For a big nbr of it might matter?
Is av_grade O(n*2) and the first O(n) when it comes to adding or is
"sum x for x in y" just traversing the list ones, accumulating the
values, it doesnt first build the list and then travese it for sum?

AFAIK both versions are O(n).
sum(x for x in y) contains a "generator expression" [1], it does not
create an intermediate list.
sum([x for x in y]) contains a "list comprehension" [2] and it does create
an intermediate list.

I'd say the version using sum() should be faster, because the iteration is
implemented inside the interpreter, not in Python code as the other one.
But you should actually measure their relative performance; use the timeit
module for that.

Quote:

def averageGrade(self):
tot = 0
for review in self.reviews:
tot += review.grade
return tot / len(self.reviews)
>
def av_grade(self):
return sum(review.grade for review in self.reviews) / \
len(self.reviews)

[1] http://docs.python.org/tut/node11.ht...00000000000000
[2] http://docs.python.org/tut/node7.html
--
Gabriel Genellina

On Fri, 29 Aug 2008 21:26:35 -0700, cnb wrote:

Quote:

def averageGrade(self):
tot = 0
for review in self.reviews:
tot += review.grade
return tot / len(self.reviews)
>
def av_grade(self):
return sum(review.grade for review in self.reviews) / \
len(self.reviews)

Re-writing the functions so they can be tested alone:

def averageGrade(alist):
tot = 0.0
for x in alist:
tot += x
return tot/len(alist)

def av_grade(alist):
return sum(alist)/len(alist)

Quote:

>>from timeit import Timer
>># small amount of items

.... alist = range(100)

Quote:

>>Timer('averageGrade(alist)',

.... 'from __main__ import alist, averageGrade').repeat(number=100000)
[3.9559240341186523, 3.4910569190979004, 3.4856188297271729]

Quote:

>>>
>>Timer('av_grade(alist)',

.... 'from __main__ import alist, av_grade').repeat(number=100000)
[2.0255107879638672, 1.0968310832977295, 1.0733180046081543]
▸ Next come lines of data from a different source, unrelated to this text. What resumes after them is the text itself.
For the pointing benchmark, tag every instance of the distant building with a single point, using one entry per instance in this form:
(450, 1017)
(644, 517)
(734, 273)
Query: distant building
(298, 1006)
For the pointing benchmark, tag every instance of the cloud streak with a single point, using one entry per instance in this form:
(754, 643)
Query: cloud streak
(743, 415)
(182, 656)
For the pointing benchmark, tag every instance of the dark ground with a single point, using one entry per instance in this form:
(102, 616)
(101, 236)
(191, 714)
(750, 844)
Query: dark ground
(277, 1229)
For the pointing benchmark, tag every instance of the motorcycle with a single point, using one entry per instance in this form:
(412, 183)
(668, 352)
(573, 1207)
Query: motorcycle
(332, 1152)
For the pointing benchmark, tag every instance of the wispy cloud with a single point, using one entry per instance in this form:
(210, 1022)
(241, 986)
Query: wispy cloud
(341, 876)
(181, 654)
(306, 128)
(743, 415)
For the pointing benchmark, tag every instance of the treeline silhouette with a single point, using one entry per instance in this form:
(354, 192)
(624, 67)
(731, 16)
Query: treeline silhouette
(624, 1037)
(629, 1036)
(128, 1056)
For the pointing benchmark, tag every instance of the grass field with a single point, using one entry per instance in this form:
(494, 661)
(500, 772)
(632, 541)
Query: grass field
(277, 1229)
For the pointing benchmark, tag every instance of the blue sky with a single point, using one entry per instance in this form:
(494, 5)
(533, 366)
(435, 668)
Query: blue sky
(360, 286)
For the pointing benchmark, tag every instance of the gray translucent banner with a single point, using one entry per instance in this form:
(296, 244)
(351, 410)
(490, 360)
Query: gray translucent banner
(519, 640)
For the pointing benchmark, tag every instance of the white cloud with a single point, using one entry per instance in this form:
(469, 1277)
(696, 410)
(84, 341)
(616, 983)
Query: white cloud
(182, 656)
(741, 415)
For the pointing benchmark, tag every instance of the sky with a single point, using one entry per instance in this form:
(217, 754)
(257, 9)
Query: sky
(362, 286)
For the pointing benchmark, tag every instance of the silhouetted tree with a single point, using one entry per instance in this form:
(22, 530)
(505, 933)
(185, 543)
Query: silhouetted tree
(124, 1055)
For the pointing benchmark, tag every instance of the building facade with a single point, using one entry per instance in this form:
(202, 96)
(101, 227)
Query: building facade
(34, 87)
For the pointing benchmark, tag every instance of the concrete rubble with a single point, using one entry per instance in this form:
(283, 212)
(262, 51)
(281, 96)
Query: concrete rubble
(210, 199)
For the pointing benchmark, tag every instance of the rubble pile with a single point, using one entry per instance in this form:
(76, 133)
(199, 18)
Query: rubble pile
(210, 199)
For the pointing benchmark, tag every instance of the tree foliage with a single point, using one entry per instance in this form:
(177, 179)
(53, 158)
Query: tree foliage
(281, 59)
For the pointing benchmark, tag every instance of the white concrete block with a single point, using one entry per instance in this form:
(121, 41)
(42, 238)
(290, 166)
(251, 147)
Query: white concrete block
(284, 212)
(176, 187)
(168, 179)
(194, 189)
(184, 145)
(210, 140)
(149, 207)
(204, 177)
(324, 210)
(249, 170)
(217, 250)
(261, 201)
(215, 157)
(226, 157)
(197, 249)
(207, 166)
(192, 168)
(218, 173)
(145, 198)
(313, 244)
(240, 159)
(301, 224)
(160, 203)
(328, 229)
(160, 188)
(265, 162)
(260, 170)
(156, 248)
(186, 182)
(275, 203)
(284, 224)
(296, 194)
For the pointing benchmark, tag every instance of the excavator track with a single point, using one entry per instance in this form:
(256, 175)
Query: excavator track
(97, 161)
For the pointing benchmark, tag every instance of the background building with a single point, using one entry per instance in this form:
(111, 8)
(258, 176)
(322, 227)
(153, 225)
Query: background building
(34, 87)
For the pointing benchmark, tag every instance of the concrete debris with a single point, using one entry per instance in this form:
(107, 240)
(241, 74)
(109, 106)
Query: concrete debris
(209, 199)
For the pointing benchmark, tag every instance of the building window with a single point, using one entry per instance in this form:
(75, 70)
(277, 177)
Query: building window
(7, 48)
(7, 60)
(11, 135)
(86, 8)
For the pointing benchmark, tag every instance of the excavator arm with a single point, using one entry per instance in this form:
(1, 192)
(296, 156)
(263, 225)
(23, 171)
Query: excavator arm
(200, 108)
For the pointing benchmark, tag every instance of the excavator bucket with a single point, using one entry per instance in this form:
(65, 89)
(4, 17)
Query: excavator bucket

The version with sum() is much faster. How about with lots of data?

Quote:

>>alist = xrange(1000000)
>>Timer('averageGrade(alist)',

.... 'from __main__ import alist, averageGrade').repeat(number=50)
[17.699107885360718, 18.182793140411377, 18.651514053344727]

Quote:

>>>
>>Timer('av_grade(alist)',

.... 'from __main__ import alist, av_grade').repeat(number=50)
[17.125216007232666, 15.72636890411377, 16.309713840484619]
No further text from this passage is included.